016 時の石

81.03/角川書店

83.03/角川文庫


【評】うな


● やっぱり普通のSF短編集

『時の石』『黴』『BURN(紫の炎)』の三篇を収録した短編集。


『時の石』

 ある日、偶然に手に入れた妙な石。主人公が淡い恋心を抱く先生はそれを手にし、奇妙な死に方をしてしまう。はたしてこの謎の石とは……

 大人ならだれにでもある「あの日に帰りたい」「この時間がずっと続けばいいのに」という思いと、いまだそれをもたざる思春期の少年を描いた、模範的なリリカルSF。追憶という名の退廃の甘やかな魅力を語りながら、来るべき未来に希望を託す若さに満ちているのが好ましい。
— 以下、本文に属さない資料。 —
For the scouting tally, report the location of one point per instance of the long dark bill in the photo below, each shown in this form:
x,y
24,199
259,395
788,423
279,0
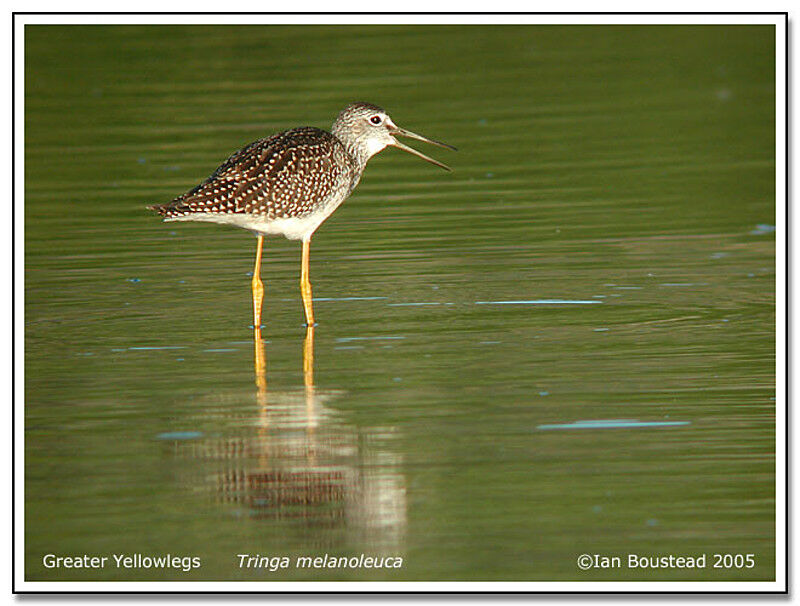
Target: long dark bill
x,y
407,133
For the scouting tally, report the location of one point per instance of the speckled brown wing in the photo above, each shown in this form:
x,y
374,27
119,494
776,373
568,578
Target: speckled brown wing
x,y
285,175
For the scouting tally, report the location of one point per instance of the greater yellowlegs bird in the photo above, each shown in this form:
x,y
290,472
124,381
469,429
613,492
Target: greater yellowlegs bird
x,y
291,182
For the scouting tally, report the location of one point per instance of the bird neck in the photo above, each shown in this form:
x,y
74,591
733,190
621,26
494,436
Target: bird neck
x,y
360,149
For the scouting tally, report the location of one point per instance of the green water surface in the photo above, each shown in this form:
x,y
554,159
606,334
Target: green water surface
x,y
603,250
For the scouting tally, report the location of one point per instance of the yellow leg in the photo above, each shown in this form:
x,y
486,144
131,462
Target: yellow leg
x,y
260,366
258,286
308,358
305,284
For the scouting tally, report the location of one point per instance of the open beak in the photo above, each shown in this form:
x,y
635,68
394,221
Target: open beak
x,y
396,131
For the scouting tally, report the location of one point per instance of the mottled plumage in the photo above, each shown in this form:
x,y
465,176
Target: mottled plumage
x,y
291,182
291,174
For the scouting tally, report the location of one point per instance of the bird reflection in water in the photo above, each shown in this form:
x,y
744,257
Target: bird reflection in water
x,y
304,466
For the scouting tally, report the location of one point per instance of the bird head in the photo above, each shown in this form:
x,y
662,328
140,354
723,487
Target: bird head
x,y
366,129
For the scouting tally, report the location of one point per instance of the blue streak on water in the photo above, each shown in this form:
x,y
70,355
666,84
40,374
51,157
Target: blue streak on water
x,y
414,304
179,435
349,298
346,339
538,302
762,228
612,424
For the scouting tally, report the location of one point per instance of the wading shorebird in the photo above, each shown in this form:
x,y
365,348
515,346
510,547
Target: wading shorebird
x,y
291,182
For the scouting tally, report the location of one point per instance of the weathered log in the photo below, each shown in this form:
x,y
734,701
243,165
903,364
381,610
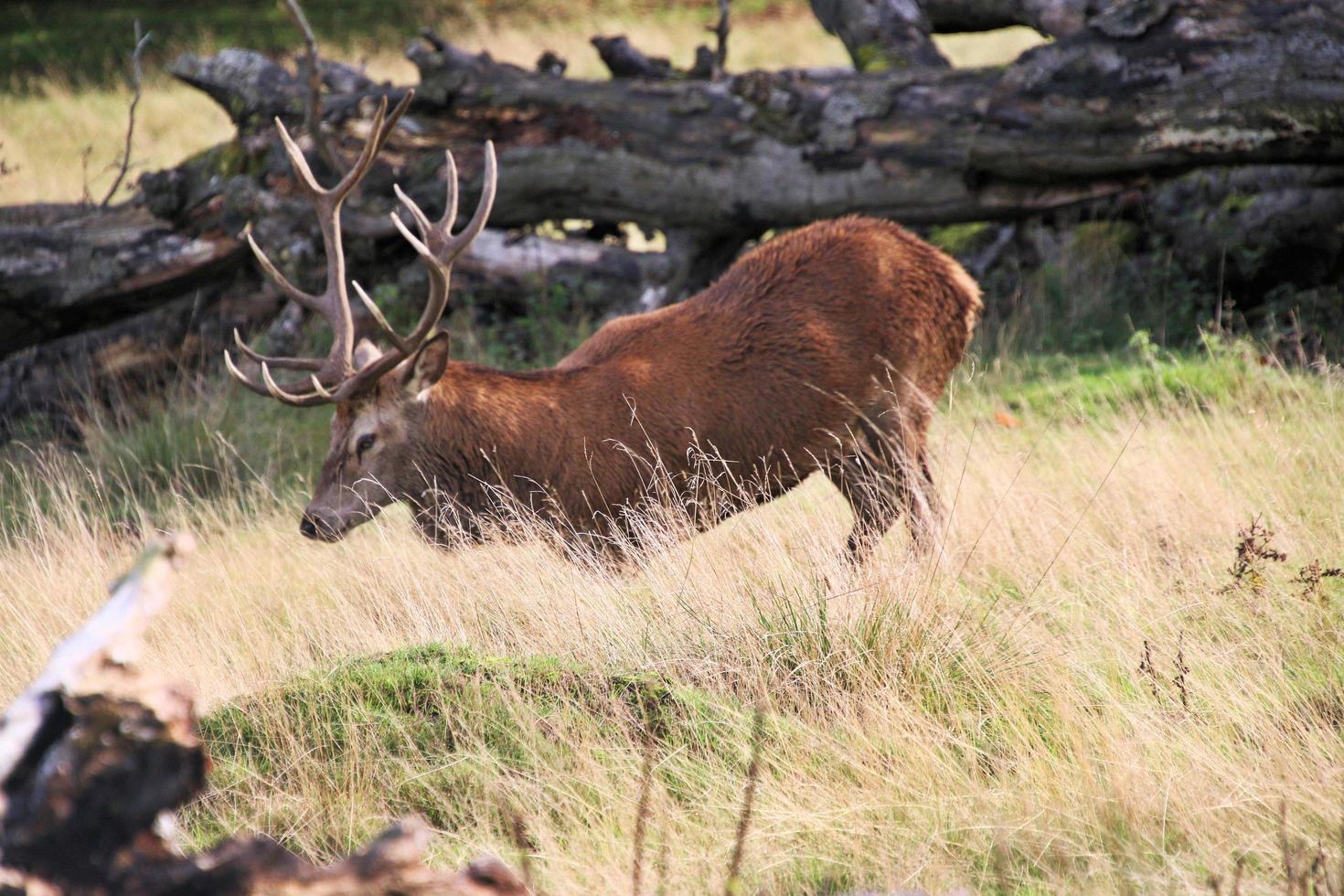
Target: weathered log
x,y
68,269
1069,121
190,316
97,755
1141,91
625,60
880,34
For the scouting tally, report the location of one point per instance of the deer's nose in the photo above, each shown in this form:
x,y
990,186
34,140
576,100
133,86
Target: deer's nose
x,y
308,527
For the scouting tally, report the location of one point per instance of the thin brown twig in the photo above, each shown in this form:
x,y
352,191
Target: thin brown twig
x,y
641,816
748,799
517,830
720,48
142,39
314,109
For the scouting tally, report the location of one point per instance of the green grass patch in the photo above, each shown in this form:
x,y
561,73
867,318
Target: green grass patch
x,y
1086,387
449,733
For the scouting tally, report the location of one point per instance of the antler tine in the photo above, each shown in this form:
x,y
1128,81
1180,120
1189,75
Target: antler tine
x,y
296,159
421,220
305,300
382,129
283,363
483,209
378,317
320,397
242,378
451,203
438,251
273,389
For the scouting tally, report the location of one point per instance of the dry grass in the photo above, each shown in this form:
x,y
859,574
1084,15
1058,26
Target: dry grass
x,y
983,724
46,136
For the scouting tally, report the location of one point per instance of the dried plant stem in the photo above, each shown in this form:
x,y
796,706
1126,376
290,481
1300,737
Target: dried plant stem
x,y
641,816
314,109
142,39
720,48
748,799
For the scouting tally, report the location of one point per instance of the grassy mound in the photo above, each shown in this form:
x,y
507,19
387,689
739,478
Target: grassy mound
x,y
468,741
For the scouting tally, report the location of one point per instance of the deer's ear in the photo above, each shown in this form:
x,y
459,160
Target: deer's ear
x,y
365,352
428,366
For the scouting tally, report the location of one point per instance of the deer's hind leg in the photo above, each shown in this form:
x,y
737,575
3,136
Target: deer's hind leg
x,y
884,473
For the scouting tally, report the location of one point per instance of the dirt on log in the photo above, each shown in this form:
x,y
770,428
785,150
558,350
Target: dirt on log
x,y
99,755
1133,94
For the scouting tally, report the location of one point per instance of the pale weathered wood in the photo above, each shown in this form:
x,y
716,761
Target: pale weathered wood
x,y
97,755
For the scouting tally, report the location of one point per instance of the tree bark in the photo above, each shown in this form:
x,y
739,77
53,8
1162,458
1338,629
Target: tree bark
x,y
1138,93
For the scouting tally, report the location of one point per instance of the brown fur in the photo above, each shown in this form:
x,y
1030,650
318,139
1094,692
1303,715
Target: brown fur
x,y
824,348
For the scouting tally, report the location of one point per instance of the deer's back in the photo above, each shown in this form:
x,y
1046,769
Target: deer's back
x,y
795,335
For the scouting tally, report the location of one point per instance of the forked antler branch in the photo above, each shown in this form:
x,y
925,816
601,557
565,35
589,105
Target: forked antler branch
x,y
335,378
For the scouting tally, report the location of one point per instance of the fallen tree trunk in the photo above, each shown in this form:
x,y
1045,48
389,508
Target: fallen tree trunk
x,y
97,755
1137,93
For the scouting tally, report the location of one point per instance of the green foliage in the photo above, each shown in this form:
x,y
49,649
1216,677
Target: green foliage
x,y
958,240
48,37
443,731
1224,374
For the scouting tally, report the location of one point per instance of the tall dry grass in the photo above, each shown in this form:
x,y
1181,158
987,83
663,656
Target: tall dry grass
x,y
981,721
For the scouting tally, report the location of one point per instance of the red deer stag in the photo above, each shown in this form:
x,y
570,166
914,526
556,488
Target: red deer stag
x,y
821,349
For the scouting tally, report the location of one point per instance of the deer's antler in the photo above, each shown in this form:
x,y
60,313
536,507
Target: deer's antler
x,y
335,378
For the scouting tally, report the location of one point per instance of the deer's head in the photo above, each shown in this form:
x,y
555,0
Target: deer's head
x,y
378,394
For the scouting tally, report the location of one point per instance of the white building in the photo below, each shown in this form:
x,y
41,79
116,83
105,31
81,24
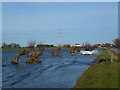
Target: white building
x,y
77,45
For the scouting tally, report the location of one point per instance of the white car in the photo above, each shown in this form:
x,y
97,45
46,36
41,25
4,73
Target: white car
x,y
87,51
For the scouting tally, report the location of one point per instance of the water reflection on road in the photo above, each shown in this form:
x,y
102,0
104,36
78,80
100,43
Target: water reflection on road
x,y
53,72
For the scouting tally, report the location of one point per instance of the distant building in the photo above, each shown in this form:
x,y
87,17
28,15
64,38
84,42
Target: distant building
x,y
77,45
12,45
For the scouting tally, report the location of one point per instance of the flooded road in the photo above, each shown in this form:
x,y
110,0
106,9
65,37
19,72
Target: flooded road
x,y
53,72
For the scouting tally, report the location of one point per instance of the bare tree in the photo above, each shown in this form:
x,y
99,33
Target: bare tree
x,y
117,42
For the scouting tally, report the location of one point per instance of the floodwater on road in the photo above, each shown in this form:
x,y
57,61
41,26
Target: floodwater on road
x,y
53,72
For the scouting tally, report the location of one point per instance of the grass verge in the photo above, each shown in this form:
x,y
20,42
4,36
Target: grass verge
x,y
104,75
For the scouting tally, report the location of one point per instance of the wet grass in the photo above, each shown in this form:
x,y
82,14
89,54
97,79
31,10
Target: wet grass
x,y
104,75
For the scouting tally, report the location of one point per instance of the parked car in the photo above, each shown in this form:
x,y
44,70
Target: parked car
x,y
87,51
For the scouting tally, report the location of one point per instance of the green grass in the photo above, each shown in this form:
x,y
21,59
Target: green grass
x,y
104,75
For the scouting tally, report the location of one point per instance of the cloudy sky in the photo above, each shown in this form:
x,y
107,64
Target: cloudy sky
x,y
79,22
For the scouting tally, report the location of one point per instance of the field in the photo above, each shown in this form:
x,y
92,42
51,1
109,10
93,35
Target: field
x,y
104,75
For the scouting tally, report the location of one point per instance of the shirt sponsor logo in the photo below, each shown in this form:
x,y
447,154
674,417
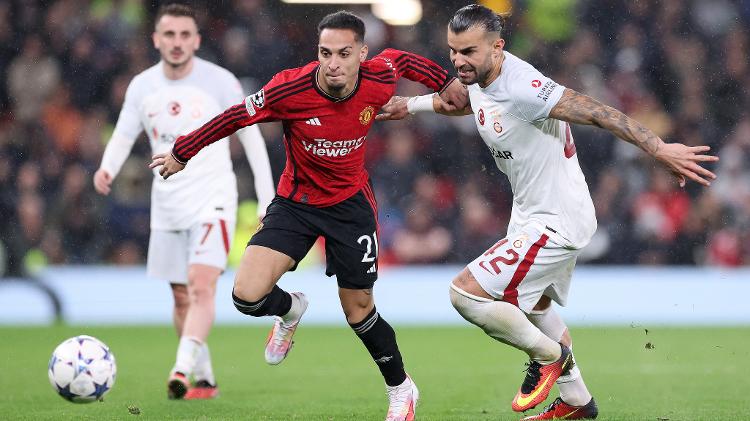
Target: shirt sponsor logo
x,y
366,115
546,90
174,108
256,100
500,154
333,148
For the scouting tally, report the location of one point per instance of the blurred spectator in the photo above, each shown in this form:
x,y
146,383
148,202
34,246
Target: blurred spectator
x,y
32,77
421,240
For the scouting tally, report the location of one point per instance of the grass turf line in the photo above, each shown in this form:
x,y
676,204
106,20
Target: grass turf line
x,y
687,374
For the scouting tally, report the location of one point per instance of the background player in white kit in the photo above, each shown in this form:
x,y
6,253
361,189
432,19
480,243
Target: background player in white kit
x,y
193,214
524,117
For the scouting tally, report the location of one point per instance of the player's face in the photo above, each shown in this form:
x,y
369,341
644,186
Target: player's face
x,y
176,38
474,53
340,55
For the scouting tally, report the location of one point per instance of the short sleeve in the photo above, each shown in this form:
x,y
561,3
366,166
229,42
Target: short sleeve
x,y
533,94
129,123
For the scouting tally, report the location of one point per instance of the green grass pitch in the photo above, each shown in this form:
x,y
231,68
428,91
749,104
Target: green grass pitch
x,y
684,374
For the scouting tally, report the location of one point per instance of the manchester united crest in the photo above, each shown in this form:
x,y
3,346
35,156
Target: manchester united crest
x,y
366,115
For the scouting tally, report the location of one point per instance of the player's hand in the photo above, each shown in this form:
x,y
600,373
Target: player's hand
x,y
169,165
395,109
456,95
685,162
102,181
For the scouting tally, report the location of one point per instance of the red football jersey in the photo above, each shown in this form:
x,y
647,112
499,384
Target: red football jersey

 小松左京の叙情的短編のテイストを見事に受け継ぎながら、左京とはちがう女性的な繊細さと若さゆえの甘さと苦さが特徴的だ。栗本薫のSF短編の中では読者の記憶に残っている作品のようで、良かった作品として名をあげられることが比較的多いように思う。題材と舞台的に『時をかける少女』とおなじような青春の甘酸っぱさがあり、それが当時の読者の青春とリンクしているからだろうか。あるいは単にデビューして間もなくの最初期の作品だからだろうか。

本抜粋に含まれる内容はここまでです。